ソンラ省で3,000億VND超の風力発電プロジェクト「Risen Phù Yên」着工、ベトナムのグリーンエネルギーマップに新たな地図

2026年6月11日、ベトナム北部ソンラ省のMường Cơi郡とPhù Yên郡にまたがるĐèo Diệt地区で、総投資額3,000億VND超の大型風力発電プロジェクト「Risen Phù Yên」の着工式が執り行われました。このプロジェクトは、ベトナムが2050年までに炭素中立を目指す国家戦略において重要な一歩となり、山地地域における再生可能エネルギー開発の新たな可能性を示すものです。



プロジェクトの概要

Risen Phù Yên風力発電所は、北部エネルギー風力株式会社が主導し、総投資額2,941億VNDを投じて建設されます。発電容量は80MW、使用面積は46.4ヘクタールに及び、2028年第3四半期に商業運転を開始する予定です。プロジェクトの運営期間は50年間に設定され、年間に2.5億kWh以上のクリーンな電力を生み出すことが期待されています。



このプロジェクトの特徴は、従来の海岸地域ではなく、地形の起伏が激しい山地に建設されている点にあります。上海電気(Shanghai Electric)製のタービン技術が採用されており、西北地域の複雑な地形と季節によって方向が変化する風の特性に最適化されています。



経済効果と地域への影響

Risen Phù Yênプロジェクトが実現すれば、ソンラ省の経済発展に大きな貢献が期待されます。年間2.5億kWh以上の電力を生産し、電気価格を2,000VND/kWhと仮定すると、年間約500億VNDの収益が見込まれます。プロジェクトの全期間を通じると、総電気価値は約25,000億VNDに達すると試算されています。



地域社会への直接的な恩恵も多岐にわたります。建設および運営段階での雇用創出、地域インフラの整備、物流サービスの発展、そして地方政府の収入増加などが期待されています。さらに、このプロジェクトはベトナムが掲げる2050年までのネットゼロ目標達成に向けた重要な一歩となります。



異例の速さでのプロジェクト実現

このプロジェクトが注目を集めるもう一つの理由は、その驚異的な進捗速度です。投資申請から着工まで、わずか50日未満という短い期間で全ての手続きが完了しました。これはベトナムのエネルギー分野における投資誘致における新記録と見なされており、地方政府と投資家間の緊密な連携の成果と言えます。



プロジェクトのタイムラインは以下の通りです:


  • 2026年4月16日:投資提案書提出
  • 2026年4月~5月:森林・土地・地形の査定
  • 2026年6月2日:ソンラ省党委員会常務委員会が投資方針に合意
  • 2026年6月5日:ソンラ省人民委員会が1399号決定を発行
  • 2026年6月11日:着工式

ソンラ省の当局者は、この迅速な進捗が地方政府、各専門部署、および投資家間の決定的な連携の結果であると述べました。12の関連機関が協力し、土地、森林、および計画に関する問題を短期間で処理しました。



ベトナムのエネルギー戦略における意義

Risen Phù Yênプロジェクトは、ベトナムのエネルギー戦略において重要な転換点となります。これまで風力発電は主に海岸地域で展開されていましたが、このプロジェクトは山地地域でも大規模な風力発電の実現可能性を示しています。

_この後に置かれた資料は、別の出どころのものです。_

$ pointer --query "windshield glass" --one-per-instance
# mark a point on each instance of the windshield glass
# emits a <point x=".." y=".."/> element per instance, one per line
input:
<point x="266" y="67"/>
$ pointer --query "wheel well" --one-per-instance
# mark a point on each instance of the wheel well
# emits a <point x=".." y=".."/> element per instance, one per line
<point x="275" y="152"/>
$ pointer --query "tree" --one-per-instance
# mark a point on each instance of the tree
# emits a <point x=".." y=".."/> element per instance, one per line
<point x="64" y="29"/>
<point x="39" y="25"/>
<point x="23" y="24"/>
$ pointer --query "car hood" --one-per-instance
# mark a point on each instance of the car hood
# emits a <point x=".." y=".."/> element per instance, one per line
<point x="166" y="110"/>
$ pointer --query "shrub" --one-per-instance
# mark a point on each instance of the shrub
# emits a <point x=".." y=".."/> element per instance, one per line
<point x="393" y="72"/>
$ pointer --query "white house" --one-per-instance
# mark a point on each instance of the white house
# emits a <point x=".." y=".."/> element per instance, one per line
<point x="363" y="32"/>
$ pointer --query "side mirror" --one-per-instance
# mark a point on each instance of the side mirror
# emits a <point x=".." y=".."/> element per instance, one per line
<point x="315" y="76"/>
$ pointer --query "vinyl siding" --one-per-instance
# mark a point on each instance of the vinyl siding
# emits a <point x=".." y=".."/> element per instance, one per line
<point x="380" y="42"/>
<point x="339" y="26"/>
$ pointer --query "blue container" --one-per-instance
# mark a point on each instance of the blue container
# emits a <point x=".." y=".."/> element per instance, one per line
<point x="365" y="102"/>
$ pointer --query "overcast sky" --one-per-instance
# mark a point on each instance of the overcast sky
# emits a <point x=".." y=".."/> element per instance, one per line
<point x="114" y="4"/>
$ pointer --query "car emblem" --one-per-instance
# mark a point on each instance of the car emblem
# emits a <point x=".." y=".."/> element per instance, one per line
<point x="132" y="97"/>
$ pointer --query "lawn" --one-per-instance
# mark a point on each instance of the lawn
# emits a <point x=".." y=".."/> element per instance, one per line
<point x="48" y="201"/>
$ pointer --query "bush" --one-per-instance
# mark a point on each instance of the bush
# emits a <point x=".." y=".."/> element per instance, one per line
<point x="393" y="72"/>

以下の表は、Risen Phù Yênを他の風力発電プロジェクトと比較したものです:



プロジェクト名発電容量特徴
Risen Phù Yên80MW山地初の大規模風力発電プロジェクト
Tân Thuận 第3段階-建設中の沿岸風力発電プロジェクト
海洋風力発電プロジェクト数百~数千MW計画中の超大型プロジェクト群

電力需要が継続的に急増する中で、ソンラ省が3,000億VND超の投資を誘致したことは、風力発電がもはや沿岸地域の話ではなく、山地地域へと大きく広がっていることを示しています。2028年に予定通り運営を開始すれば、このプロジェクトはベトナム西北部における再生可能エネルギー開発の新たなモデルとなり、他の山地地域にもインスピレーションを与えることでしょう。



ベトナム政府は2050年までにネットゼロ目標を達成するため、再生可能エネルギー分野への投資を加速させています。Risen Phù Yênプロジェクトは、この国家戦略を実現するための重要な一歩であり、ソンラ省がベトナムのグリーンエネルギーマップにおける主要プレーヤーとなる可能性を示しています。